Há um amigo meu que faz paraquedismo. Fomos juntos ao Traffic de Turim (festival tecno). Ele experimentou o ‘cassone’ e me disse: ‘ah, é melhor do que se jogar de paraquedas’. Entendeu? Para fazer o ‘cassone’, as pessoas ficam em fila esperando. Porque são muitos. São torres, altares. Para um raver, fazer o ‘cassone’ é como fazer a comunhão na igreja durante a missa. Mas esse é justamente um prazer físico”.
Depois de Bolonha, foi Milão, depois de novo Bolonha, depois Davide também começou a ultrapassar as fronteiras: Suíça, Alemanha, Holanda, Polônia, Sérvia. Milhares de quilômetros para dançar sob a furadeira da trance, do electro, do hardcore, do hardstyle. “Todos os meses eu faço uma. Para Duisburg, partimos de Parma às quatro horas da manhã do sábado. Às quatro horas da tarde, estávamos lá no meio. Chamamo-la de fábrica do agito, é uma grande festa. E você também pega algumas meninas. Muitas vezes – sorri –, as moças que você encontra nas raves e nos festivais estão muito eufóricas. Quando você está ali, vai direto ao ponto: não se fala e a música te envolve, é uma linguagem dos corpos. Você se conecta logo, acredite”.
O alto-falante anuncia o embarque do voo para Milão. Em uma hora, Davide já foi ao banheiro três vezes. Pergunto se ele está bem, se está tudo certo. Ele diz que sim, que não tem nenhum problema. No celular, chovem mensagens. “É a ‘community’, eles te avisam sobre os próximos encontros. Mas se você for lá, pode ver o que acontece”. “No dia 7 de agosto, vou ao Valley Festival, na Holanda. No dia 14, o ‘Energy 10′, em Zurique, que é o fim do mundo”.

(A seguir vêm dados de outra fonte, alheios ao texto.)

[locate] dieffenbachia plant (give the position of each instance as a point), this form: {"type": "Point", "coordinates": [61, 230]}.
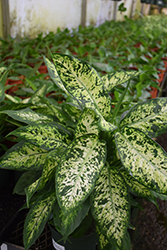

Verifico clicando no site de uma agência especializada. Esses são eventos legais, patrocinados: onde está o mistério? “Não existe”. Ou talvez sim. “No festival, acontecem as mesmas coisas que acontecem na rave ilegal organizada por mim e por ti em um pavilhão ou em uma fábrica abandonada. Agora, posso lhe perguntar uma coisa?”. Sim. “Antes, eu lhe disse que o meu filme preferido é o ‘Trainspotting’. Escreva que eu também assisto ‘Ben 10′, um desenho animado com um menino que se transforma para se defender dos aliens que querem destruir o planeta”.